Still more decisive was the question of motive. Why should the Japanese sacrifice their brave soldiers? For the sake of territory which they do not yet covet, or of prestige which they enjoy in a superlative degree already? Although chivalrous and highly impressible to everything that can appeal to a high-minded people, they are also practical and far-sighted and are not to be lured by a will-o’-the-wisp. They had already assisted the Allies in the Far East and performed their part admirably.
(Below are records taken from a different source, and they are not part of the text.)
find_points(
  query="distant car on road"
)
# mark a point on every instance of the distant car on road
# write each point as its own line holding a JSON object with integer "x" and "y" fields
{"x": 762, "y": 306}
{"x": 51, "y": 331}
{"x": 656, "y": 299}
The Japanese army is made up of patriotswhose lives belong to their country. To their spirit of self-sacrifice there are no bounds. And that this splendid organism should be implicitly set down as a band of mercenaries capable of being bought and sold is more than its leaders can brook. The idea that mere money or money’s worth could purchase Japanese blood is resented by our Far Eastern Ally. Between Europe and Asia Japan is the connecting link. Her people are endowed with some of the highest qualities of the European and the Asiatic. Their civilization is ancient and refined, and they understand and appreciate that of Europe. The chivalry of the Samurai is recognized universally. Their respect for their plighted word is scrupulous. And their tact and moderation have been demonstrated time and again during their relations first with Russia and then with the United States. Japan’s immediate task lies in the Far East, and to that region she is minded to confine her activity, as was shown by the pressure which she soon afterwards put upon China. None the less, it is symptomatic of feelings which are still inarticulate and of currents which flow beneath the surface, that more than once of late the Russian Press has called for a defensive and offensive alliance between the Tsardom and Japan.[83]That it will come and exert a noteworthy influence on the politics of the world, is the firm conviction of the present writer, who has had the good fortune to contribute more than once to bring the two Powers closer together.[84]